Do you build and modify instruments and effects for other musicians?
Sometimes, yeah when I get requested. I’m not searching for that often but it’s starting to become something that people have mentioned to me. I just made some special pickups for a friend of mine.
What’s one of the more interesting things you’ve worked on for a client?
I’m still working a lot with Blue Man freelance so probably the most interesting things I’ve done, I’ve done for them. They have these things called MIDI backpacks that they wear and they’re big sculptural, tubular things that they wear as backpacks but also play. That’s probably one of the more interesting things I’ve done for them.
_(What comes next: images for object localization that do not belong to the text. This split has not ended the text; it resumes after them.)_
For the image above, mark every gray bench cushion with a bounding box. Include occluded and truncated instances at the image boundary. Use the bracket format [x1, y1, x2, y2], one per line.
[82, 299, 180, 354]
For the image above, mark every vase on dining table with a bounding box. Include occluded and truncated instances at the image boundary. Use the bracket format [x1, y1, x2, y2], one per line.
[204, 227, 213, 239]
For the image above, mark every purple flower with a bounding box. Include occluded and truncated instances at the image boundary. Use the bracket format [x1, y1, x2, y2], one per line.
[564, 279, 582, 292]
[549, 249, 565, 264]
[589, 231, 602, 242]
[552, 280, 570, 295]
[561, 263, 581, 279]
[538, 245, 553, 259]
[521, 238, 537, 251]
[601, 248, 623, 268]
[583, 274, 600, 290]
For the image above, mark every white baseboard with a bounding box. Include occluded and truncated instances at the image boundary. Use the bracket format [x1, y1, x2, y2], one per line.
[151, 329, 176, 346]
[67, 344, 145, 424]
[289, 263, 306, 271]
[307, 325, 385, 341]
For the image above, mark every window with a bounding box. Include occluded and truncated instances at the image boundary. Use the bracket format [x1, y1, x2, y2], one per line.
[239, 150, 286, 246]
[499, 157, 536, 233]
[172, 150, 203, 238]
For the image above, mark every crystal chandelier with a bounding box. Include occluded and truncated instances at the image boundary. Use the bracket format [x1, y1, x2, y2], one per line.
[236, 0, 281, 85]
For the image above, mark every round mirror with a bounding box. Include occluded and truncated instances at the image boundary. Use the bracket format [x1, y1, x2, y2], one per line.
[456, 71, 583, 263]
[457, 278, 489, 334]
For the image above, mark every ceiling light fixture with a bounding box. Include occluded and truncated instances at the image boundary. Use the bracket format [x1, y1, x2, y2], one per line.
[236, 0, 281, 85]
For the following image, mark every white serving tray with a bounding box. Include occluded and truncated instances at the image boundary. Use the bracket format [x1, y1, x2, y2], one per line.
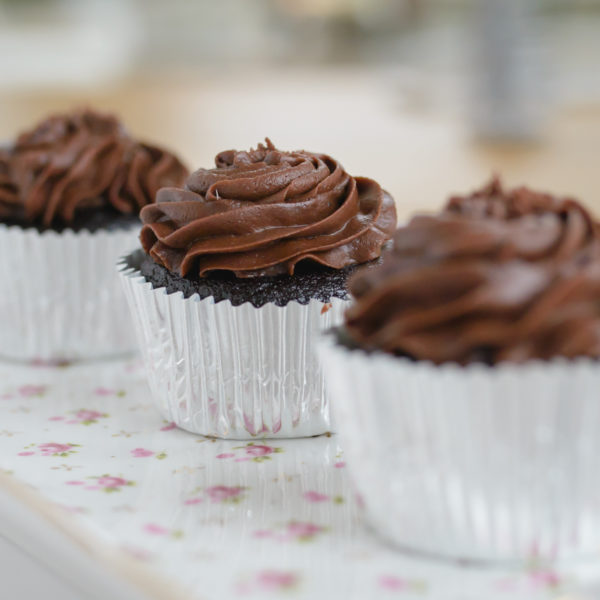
[0, 358, 598, 600]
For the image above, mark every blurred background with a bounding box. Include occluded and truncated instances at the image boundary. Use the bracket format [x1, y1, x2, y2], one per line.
[0, 0, 598, 217]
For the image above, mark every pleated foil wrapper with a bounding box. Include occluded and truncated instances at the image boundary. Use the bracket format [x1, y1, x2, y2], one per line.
[0, 224, 139, 362]
[319, 334, 600, 563]
[118, 251, 347, 439]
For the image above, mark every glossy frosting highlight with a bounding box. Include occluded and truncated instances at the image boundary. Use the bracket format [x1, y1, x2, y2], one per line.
[346, 178, 600, 364]
[2, 109, 188, 227]
[140, 139, 397, 278]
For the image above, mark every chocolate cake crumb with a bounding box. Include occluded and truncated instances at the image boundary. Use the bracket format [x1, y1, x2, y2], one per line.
[127, 250, 381, 308]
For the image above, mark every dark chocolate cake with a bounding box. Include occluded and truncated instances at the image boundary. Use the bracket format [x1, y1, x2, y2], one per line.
[134, 250, 381, 308]
[2, 209, 141, 234]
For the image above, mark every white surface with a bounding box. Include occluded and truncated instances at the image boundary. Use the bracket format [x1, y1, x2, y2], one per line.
[0, 534, 83, 600]
[0, 0, 140, 90]
[0, 357, 599, 600]
[0, 486, 149, 600]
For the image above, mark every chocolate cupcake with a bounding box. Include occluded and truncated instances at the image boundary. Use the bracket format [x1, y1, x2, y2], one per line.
[320, 178, 600, 562]
[0, 108, 188, 361]
[119, 139, 397, 438]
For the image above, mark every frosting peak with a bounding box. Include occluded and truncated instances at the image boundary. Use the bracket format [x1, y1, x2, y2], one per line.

The MIDI Backpack. Photo by Anirudh Koul
When you’re working in the studio do the sounds that you get from the instruments dictate the music or is it the other way around? Or a little bit of both?
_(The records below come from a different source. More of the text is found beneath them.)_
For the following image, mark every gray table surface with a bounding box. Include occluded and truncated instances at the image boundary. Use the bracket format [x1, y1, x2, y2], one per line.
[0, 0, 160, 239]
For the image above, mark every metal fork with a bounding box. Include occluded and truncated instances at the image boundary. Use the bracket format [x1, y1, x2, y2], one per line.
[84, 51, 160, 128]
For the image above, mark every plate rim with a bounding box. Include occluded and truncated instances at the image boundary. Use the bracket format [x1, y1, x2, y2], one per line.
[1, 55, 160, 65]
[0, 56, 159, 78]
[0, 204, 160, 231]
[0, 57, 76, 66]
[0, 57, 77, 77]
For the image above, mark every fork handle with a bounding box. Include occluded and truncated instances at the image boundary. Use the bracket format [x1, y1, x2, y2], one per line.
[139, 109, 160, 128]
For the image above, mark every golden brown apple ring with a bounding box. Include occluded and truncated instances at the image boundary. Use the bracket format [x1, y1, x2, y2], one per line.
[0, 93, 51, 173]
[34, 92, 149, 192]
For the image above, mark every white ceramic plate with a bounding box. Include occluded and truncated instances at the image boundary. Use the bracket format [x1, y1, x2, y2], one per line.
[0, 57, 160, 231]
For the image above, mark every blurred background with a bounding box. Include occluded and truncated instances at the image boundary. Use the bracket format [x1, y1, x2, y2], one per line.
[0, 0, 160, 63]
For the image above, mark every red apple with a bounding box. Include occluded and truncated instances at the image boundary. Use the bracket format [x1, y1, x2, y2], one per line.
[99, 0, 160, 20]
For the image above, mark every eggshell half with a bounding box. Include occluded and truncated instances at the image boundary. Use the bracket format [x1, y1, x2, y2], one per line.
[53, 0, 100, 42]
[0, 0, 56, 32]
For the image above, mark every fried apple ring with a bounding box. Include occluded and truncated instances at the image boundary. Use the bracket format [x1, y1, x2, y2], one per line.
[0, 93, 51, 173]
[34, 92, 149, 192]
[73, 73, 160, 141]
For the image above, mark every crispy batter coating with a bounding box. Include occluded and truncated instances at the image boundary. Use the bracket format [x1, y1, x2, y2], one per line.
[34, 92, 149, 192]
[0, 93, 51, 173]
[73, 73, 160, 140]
It’s a little bit of both. Probably a lot of the instrument is dictating stuff, especially my instrument. It’s not tuned like a normal guitar at all so it’s both limiting and challenging but also liberating at the same time. I come up with parts I wouldn’t normally think of so in that way it’s dictating the music a lot.
What sort of gadgetry might we expect from Buke and Gase in the future?
I don’t know. Maybe more electronic stuff. My head is going in that direction but I don’t know what that means yet. Maybe using the instruments to either trigger other sounds or controlling more electronic sounds.
You said that you’ve built and modified your own pedals. Can you talk a bit about that and where your electronics background comes from?
My electronics background is mostly just me messing around– mostly self-taught that way. I had a recording studio in Brooklyn for a while and I would make a lot of the mic pre-amps and did a lot of tube-based electronics for that studio. I’ve done mostly distortion pedals and modified store-bought ones, but nothing too crazy. I’ve also done line mixers that I needed for the Gase to combine signals.
If you had a dream device that you would want a maker to come up with that you could use in your music, what do you think it would be?
Something that would make playing in this band a lot easier! We both find that because we’re multi-tasking so much it takes a lot of concentration to play our music. Anything that can liberate that amount of focus that we have to do when we’re performing live would be great. Like I said, I’m kind of thinking about ways our instruments could control other sounds, so maybe something in that direction would be great.